Разобраться в том, что представлял собою Павел Кузнецов, зачем он понадобился Артамонову, а главное — для чего ему самому захотелось ехать вместе с нами, оказалось гораздо труднее. У Кузнецова было круглое, совершенно белое лицо, бесцветные волосы и стеклянные, пустые глаза. С круглых плеч постоянно сползала гимнастерка, обнажая белую шею, на которой, как на шарнире, вертелась шарообразная, гладкая голова. Он был молчалив, сосредоточен и скрытен.

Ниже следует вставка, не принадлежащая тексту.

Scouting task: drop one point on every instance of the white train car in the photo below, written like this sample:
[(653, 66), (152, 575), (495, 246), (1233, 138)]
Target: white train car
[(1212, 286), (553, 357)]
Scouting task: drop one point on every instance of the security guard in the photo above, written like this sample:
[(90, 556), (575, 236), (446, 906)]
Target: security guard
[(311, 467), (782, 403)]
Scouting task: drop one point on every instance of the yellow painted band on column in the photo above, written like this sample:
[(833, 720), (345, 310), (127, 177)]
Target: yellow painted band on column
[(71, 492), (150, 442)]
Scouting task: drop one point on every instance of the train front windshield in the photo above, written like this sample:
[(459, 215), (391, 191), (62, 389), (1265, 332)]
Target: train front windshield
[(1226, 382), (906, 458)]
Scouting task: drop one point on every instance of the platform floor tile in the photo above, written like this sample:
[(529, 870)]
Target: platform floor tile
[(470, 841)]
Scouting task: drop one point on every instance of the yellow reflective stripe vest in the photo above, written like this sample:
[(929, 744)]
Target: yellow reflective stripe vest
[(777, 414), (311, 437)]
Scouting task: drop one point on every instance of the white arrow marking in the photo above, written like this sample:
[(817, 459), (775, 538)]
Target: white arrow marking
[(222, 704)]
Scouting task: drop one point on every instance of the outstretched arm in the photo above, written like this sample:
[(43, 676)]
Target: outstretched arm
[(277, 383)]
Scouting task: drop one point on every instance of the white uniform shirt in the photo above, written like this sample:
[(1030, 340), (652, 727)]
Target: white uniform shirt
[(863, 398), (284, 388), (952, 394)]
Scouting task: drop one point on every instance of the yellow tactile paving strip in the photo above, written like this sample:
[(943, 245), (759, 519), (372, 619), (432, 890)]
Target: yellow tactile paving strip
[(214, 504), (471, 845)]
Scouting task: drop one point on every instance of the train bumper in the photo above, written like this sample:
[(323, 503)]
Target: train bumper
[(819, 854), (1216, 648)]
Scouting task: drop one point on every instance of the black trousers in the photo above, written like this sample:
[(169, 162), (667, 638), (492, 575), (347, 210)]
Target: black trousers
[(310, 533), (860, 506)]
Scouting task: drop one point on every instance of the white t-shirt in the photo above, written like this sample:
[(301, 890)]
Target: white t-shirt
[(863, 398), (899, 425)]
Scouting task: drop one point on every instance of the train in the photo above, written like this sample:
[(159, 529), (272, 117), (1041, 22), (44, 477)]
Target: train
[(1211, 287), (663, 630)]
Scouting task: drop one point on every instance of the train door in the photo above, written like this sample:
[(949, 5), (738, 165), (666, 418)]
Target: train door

Кузнецов оживлялся только, когда начинали говорить о женщинах. С жадностью слушая рассказы других, он изредка вставлял наводящие вопросы, сводившиеся к обнажению самой грязной непристойности. Однажды, когда мы возвращались пешком из города в лагерь, он сказал мне, упрямо глядя себе под ноги стеклянными глазами:

— Они ничего не понимают в бабах. Пришел, получил удовольствие, да и восвояси. Разве можно так? Нет в наших мужиках никакой деликатности. Баба — дело тонкое и требует к себе внимания. Всякий может пойти повеселиться, да только один на тысячу получает настоящее, душевное удовольствие. Вот девка, с которой я ходил на прошлой неделе, — мы сначала сговорились на полчаса, так она меня оставила на всю ночь и денег не взяла, потому — понимает, что таких, как я, мало.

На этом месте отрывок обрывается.